In der musikalischen Kultur der DDR genoss die CDU Ansehen, insbesondere wegen ihrer Verdienste um die Pflege der Kirchenmusik in ihrem sakral-liturgischen und künstlerisch-ästhetischen Doppelcharakter; zahlreiche bedeutende Kirchenmusiker der DDR waren Mitglieder der CDU. Insgesamt stand die CDU für ein lebendiges „nicht-marxistisches“ Kulturleben in der DDR. Der Kulturbereich war es in erster Linie, in den die CDU christliches Gedankengut einbrachte und in dem sie den Anliegen der Kirchen näher war als denen des Staates. Im offiziellen staatlichen Kulturapparat selbst spielten CDU-Vertreter dabei nur eine untergeordnete Rolle.

Außenpolitische Fragen betrachtete die SED als ihre Domäne; die kleineren Blockparteien hatten in diesem wichtigen Feld keine eigene Entfaltungsmöglichkeit. Das schloss aber zahlreiche internationale Kontakte, die auch durch Göttings langjähriges Amt als Präsident der „Liga für Völkerfreundschaft“ gefördert wurden, nicht aus. Natürlich sollten die Auslandskontakte der kleineren Blockparteien im Wesentlichen dem Ziel dienen, das internationale Ansehen der DDR zu steigern, und insofern waren sie mit der SED und den staatlichen Organen abzustimmen.

Im Verhältnis zur Bundesrepublik Deutschland wünschte die Ost-CDU, wie die DDR überhaupt, die „friedliche Koexistenz“ als Normalität. Bis Ende der 1960er Jahre gab es noch zahlreiche Kontakte der Ost- zur West-CDU. Dazu gehörten Reisen nach Westdeutschland, Briefwechsel und persönliche Treffen mit christlichen Persönlichkeiten und kirchlichen Gruppen. Bei den Leipziger Messen sollten westdeutsche Gäste „angeregt werden, sich mit den anti-imperialistischen Kräften zu solidarisieren und für den demokratischen Fortschritt in der BRD einzutreten“, wie es in einem Hauptvorstandsbeschluss der Ost-CDU von 1971 hieß. Doch mit Beginn der 1970er Jahre hörten alle Ost-CDU-Kontakte zu bundesdeutschen Stellen und zur West-CDU auf. Haupthindernis war aus östlicher Sicht die von der Bundesregierung verweigerte Anerkennung der DDR als Staat. Umgekehrt hatte die West-CDU keinerlei Interesse, auf die fortdauernden Gesprächsangebote einzugehen und sich gleichzeitig permanent als „Kapitalisten“, „Imperialisten“ oder „Kriegstreiber“ propagandistisch angreifen zu lassen.
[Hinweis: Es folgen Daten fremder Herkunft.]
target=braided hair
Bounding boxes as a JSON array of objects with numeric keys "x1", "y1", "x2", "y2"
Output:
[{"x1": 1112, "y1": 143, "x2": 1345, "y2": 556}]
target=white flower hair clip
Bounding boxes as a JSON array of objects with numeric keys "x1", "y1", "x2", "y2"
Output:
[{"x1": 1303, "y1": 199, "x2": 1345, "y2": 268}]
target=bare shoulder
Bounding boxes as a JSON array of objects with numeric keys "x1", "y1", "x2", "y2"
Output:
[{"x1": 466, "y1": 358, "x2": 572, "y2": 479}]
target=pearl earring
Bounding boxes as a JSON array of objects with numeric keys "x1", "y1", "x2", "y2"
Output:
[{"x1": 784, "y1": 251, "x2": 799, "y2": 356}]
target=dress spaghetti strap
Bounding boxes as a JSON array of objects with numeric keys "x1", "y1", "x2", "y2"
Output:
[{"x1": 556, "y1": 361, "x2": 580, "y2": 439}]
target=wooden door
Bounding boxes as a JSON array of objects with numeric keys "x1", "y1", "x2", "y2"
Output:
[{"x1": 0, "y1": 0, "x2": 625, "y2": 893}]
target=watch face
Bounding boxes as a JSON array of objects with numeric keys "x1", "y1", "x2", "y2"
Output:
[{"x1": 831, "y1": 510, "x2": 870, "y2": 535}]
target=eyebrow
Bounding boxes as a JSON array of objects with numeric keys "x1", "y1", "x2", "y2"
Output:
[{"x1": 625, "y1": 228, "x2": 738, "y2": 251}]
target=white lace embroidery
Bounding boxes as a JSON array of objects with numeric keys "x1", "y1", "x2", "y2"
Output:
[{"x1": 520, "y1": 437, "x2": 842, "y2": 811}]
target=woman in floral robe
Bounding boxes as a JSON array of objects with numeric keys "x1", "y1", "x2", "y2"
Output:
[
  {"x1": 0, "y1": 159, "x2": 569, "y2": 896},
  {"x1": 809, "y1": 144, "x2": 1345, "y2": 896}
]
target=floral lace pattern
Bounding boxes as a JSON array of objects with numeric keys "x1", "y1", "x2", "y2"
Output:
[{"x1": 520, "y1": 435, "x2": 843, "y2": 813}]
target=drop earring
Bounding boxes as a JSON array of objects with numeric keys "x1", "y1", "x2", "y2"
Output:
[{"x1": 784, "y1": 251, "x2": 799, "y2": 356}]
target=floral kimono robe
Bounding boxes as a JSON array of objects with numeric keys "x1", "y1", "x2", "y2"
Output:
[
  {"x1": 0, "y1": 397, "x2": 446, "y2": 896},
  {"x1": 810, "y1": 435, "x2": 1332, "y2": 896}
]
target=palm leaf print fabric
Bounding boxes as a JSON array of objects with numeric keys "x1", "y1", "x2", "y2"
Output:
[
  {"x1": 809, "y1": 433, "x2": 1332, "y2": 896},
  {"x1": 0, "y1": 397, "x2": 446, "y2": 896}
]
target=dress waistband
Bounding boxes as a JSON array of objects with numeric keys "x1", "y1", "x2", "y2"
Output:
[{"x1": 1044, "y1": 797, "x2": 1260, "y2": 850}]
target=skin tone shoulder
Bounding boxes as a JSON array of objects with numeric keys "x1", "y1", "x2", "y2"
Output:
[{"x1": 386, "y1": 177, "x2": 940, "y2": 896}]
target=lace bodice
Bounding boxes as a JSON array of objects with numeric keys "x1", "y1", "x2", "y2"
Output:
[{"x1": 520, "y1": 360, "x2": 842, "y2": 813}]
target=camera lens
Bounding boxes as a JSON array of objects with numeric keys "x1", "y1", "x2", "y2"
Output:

Insbesondere die Exil-CDU, die in der CDU einen eigenen Landesverband bildete und die sich weiterhin als rechtmäßige Vertretung der Christdemokraten in der SBZ/DDR verstand, wurde von der Ost-CDU als eine von den Amerikanern bezahlte „Agentenzentrale“ angegriffen.

Wirtschaftspolitisch unterstützte die CDU die Kollektivierung von Landwirtschaft und Handwerk und die zunehmende Einbeziehung mittelständischer Schichten in den sozialistischen Aufbau. Bei der Einführung der halbstaatlichen Betriebe in der DDR 1956 – offiziell hießen sie „Betriebe mit staatlicher Beteiligung“ (BSB)war die CDU in enger Zusammenarbeit mit der SED beteiligt. Sie riet Unternehmern, die Mitglieder der CDU waren, Teile ihres Unternehmens an den Staat zu verkaufen. Ähnlich verhielt sich die CDU bei der vollen Verstaatlichung der Klein- und Mittelbetriebe zu „volkseigenen Betrieben“ im Jahr 1972.

Seit 1982, mit dem Auftreten der „Unabhängigen Friedensbewegung“ in der DDR, begann sich die CDU vorsichtig als Umweltpartei zu profilieren. Das Parteiorgan „Neue Zeit“ wurde zur einzigen Zeitung in der DDR, die pro Woche eine eigene Seite dem Thema „Umwelt“ widmete.